We are now connected by direct flight with All Nippon Airways between Perth and Tokyo. But other good carriers such as Singapore Airlines have very good connections direct to many airports in Japan — Tokyo, Osaka, Fukuoka, Matsuyama, Okayama, Shizuoka, Toyama, Hiroshima, Nagoya, Okinawa, Sapporo, Kagoshima, Niigata and Sendai.
The usual pattern for post-Olympics is to see good offers, but demand for travel to Japan is so high I can’t see any better deals after the Games of the XXXII Olympiad than you will get now. If you want to go, you might as well just book.

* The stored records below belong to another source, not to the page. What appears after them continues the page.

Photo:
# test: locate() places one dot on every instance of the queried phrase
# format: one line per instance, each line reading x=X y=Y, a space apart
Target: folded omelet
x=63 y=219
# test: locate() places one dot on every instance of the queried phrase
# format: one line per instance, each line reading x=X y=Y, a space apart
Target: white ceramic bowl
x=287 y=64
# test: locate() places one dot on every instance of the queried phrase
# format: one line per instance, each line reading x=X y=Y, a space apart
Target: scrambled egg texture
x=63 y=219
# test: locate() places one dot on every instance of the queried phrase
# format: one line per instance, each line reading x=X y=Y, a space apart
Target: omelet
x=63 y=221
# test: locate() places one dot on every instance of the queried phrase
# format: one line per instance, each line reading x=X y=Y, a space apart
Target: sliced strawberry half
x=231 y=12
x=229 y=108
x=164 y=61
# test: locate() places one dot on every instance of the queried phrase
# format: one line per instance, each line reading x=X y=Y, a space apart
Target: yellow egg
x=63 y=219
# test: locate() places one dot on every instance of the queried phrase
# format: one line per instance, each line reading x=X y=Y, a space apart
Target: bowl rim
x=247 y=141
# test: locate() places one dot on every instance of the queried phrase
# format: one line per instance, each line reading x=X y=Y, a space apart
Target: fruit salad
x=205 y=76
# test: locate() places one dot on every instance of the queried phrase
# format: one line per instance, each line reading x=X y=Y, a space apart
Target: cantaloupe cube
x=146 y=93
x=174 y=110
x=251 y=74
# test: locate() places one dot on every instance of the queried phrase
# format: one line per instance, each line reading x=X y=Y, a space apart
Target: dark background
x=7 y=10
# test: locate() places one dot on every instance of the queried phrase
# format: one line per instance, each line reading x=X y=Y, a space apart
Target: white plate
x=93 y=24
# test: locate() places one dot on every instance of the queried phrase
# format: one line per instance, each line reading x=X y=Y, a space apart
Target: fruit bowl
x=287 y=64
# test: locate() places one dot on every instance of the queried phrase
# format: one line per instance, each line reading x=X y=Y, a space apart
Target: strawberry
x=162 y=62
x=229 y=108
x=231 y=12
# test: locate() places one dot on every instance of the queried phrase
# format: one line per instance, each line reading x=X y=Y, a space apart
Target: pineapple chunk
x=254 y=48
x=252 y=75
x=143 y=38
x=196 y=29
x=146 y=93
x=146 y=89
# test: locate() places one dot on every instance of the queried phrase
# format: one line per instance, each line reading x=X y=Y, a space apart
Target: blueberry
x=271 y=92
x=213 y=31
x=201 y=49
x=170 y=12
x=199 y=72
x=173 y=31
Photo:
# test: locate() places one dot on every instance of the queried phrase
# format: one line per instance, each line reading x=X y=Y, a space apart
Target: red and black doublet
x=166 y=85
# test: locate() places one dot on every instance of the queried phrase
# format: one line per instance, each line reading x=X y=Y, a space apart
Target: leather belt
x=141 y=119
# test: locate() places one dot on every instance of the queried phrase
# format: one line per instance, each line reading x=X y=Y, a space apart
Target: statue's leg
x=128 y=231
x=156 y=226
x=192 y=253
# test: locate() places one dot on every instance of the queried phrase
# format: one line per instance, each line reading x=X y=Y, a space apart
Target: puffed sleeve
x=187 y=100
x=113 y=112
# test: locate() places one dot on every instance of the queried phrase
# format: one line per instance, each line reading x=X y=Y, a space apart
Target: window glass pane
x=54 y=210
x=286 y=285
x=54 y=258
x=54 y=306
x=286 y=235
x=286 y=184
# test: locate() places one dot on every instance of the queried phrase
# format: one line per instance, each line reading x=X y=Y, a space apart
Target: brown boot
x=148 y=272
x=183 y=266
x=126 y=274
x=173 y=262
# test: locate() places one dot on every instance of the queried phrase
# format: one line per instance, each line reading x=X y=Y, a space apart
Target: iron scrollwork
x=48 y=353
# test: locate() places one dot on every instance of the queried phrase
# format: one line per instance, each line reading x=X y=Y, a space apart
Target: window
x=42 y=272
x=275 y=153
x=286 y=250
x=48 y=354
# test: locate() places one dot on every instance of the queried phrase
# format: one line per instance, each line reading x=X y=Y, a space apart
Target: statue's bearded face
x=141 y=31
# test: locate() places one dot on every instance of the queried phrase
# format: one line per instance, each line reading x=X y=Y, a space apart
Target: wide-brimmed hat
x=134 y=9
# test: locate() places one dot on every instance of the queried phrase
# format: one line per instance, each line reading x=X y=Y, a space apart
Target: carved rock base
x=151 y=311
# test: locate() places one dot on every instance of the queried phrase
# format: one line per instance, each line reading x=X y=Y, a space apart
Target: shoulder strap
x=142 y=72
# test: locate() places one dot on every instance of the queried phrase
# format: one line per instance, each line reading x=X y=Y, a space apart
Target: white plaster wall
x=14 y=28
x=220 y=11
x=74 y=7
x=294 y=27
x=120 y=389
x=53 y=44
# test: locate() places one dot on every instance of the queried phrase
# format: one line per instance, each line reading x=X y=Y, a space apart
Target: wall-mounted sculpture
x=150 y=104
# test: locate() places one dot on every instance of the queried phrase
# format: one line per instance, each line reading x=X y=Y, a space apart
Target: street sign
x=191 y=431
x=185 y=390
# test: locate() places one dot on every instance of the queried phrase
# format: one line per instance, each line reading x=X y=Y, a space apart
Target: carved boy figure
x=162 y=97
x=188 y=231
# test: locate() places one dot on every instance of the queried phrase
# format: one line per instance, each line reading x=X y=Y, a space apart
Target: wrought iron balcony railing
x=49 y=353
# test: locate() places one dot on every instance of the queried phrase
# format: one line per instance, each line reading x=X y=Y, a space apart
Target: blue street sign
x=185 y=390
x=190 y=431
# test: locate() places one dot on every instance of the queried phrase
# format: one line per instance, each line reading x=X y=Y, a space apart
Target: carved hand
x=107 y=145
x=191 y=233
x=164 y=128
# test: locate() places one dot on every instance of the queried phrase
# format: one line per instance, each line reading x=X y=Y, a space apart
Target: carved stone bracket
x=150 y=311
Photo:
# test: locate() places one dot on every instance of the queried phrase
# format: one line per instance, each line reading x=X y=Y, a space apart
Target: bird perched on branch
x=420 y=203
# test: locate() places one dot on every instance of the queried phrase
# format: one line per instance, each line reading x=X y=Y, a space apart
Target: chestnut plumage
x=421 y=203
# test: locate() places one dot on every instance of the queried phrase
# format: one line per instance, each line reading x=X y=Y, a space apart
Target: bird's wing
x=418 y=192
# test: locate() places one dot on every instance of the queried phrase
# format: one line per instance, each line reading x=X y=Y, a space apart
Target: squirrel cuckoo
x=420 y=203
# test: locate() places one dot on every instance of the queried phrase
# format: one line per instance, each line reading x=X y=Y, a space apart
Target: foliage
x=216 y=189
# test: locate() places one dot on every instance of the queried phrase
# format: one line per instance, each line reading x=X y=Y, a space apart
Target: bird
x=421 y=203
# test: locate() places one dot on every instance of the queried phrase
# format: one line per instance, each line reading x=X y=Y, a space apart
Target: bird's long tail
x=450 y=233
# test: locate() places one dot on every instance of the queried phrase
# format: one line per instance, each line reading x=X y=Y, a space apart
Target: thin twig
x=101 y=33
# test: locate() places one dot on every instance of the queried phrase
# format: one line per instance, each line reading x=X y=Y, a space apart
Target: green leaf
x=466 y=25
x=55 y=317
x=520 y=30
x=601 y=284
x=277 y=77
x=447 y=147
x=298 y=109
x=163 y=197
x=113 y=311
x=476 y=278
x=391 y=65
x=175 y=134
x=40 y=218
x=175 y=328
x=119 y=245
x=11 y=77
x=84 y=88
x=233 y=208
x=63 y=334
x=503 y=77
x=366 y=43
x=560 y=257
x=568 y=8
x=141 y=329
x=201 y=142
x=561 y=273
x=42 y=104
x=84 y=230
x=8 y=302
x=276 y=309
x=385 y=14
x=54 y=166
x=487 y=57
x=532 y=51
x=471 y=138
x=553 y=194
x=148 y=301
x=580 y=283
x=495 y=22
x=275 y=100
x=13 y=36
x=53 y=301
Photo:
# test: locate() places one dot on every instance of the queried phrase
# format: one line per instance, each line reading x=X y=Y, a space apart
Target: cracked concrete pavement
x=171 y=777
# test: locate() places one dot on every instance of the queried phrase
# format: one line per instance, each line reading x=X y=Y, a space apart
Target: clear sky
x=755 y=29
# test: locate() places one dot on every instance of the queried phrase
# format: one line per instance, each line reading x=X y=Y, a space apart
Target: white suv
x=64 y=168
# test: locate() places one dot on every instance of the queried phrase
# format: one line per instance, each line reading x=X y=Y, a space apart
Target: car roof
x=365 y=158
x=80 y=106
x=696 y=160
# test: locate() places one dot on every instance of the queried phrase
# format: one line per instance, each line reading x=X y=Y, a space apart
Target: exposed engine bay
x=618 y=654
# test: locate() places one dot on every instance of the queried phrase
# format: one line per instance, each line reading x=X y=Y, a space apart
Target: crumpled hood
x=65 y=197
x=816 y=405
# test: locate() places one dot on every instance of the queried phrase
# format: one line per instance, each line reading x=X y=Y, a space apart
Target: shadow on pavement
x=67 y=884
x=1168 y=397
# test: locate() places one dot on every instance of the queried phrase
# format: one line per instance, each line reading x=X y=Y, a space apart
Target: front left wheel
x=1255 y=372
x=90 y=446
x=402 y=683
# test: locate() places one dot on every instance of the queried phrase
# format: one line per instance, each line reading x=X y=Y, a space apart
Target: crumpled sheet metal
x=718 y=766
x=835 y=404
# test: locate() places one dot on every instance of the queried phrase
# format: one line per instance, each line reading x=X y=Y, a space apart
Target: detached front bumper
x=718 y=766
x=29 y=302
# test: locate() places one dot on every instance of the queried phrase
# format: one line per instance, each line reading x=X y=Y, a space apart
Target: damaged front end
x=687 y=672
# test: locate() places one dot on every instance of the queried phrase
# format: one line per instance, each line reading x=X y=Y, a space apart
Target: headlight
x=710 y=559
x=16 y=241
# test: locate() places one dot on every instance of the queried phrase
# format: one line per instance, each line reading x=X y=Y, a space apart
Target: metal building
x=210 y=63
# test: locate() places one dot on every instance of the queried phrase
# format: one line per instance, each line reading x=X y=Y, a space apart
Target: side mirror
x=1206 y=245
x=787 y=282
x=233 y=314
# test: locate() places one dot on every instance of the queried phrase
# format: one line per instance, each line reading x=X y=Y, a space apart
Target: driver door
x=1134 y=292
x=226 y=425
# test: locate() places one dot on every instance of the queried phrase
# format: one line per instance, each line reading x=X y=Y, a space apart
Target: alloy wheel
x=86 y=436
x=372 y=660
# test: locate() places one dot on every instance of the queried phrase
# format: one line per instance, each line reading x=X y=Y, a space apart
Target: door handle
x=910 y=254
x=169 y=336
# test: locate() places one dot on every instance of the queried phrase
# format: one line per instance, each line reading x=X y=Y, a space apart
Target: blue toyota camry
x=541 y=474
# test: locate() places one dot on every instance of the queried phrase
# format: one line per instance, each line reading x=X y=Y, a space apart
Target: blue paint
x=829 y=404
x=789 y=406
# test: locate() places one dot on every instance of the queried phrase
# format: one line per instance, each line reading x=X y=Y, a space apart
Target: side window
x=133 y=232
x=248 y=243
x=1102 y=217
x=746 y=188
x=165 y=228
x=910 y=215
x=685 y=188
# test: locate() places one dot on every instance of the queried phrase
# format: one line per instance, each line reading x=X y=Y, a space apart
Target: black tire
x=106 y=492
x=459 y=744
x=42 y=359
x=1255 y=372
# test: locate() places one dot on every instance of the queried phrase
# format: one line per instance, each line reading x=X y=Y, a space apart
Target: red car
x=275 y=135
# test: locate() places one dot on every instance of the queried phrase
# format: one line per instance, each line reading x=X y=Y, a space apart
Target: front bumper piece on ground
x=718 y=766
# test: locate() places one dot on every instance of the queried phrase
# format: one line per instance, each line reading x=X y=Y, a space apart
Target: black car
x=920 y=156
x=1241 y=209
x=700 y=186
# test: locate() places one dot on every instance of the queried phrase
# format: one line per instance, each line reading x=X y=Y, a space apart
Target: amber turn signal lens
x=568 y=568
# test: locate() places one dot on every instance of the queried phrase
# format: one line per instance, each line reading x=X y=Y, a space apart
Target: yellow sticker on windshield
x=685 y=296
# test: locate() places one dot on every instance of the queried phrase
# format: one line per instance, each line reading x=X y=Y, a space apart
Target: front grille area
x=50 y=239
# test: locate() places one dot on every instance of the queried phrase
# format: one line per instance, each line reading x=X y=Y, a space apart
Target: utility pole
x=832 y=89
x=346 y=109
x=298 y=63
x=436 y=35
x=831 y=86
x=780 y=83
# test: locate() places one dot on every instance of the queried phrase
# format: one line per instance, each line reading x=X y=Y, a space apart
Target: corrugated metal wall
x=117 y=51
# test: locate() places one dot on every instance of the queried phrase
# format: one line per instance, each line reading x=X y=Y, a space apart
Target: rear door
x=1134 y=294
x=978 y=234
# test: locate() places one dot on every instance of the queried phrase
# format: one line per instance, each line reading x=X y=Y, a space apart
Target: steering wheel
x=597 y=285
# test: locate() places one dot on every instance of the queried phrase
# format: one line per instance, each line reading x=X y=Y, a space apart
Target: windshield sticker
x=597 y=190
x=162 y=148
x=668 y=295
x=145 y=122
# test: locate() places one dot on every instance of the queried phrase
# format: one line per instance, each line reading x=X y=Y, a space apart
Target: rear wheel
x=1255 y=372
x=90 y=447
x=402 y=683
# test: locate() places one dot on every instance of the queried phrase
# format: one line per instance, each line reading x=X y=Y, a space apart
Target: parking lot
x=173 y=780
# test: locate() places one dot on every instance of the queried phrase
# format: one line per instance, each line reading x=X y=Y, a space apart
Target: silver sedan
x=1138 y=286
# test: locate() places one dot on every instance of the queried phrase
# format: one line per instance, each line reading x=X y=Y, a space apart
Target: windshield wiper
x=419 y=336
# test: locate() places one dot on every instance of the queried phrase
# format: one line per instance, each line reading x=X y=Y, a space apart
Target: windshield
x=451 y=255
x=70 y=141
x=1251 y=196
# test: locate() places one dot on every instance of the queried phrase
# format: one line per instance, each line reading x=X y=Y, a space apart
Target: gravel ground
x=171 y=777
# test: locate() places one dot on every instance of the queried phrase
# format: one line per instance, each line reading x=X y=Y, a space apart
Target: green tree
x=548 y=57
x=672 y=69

trends2020 HANOI (oh, and F1 generally)
Twenty-three corners will do nicely for the new F1 street circuit in Hanoi, in the north of Vietnam. This first race in Hanoi, added into an F1 season of 22 races (which starts in Melbourne on March 15 and includes a return to the Zandvoort circuit in the Netherlands) will draw mainly race enthusiasts, though there’s a full program of entertainment to spice up race weekend, on April 4 and 5. Not so far east of Hanoi, Halong Bay is seeing more and more visitors. For families, combine a couple of nights on a junk with a ride on the Reunification Express train from Hanoi to Hue.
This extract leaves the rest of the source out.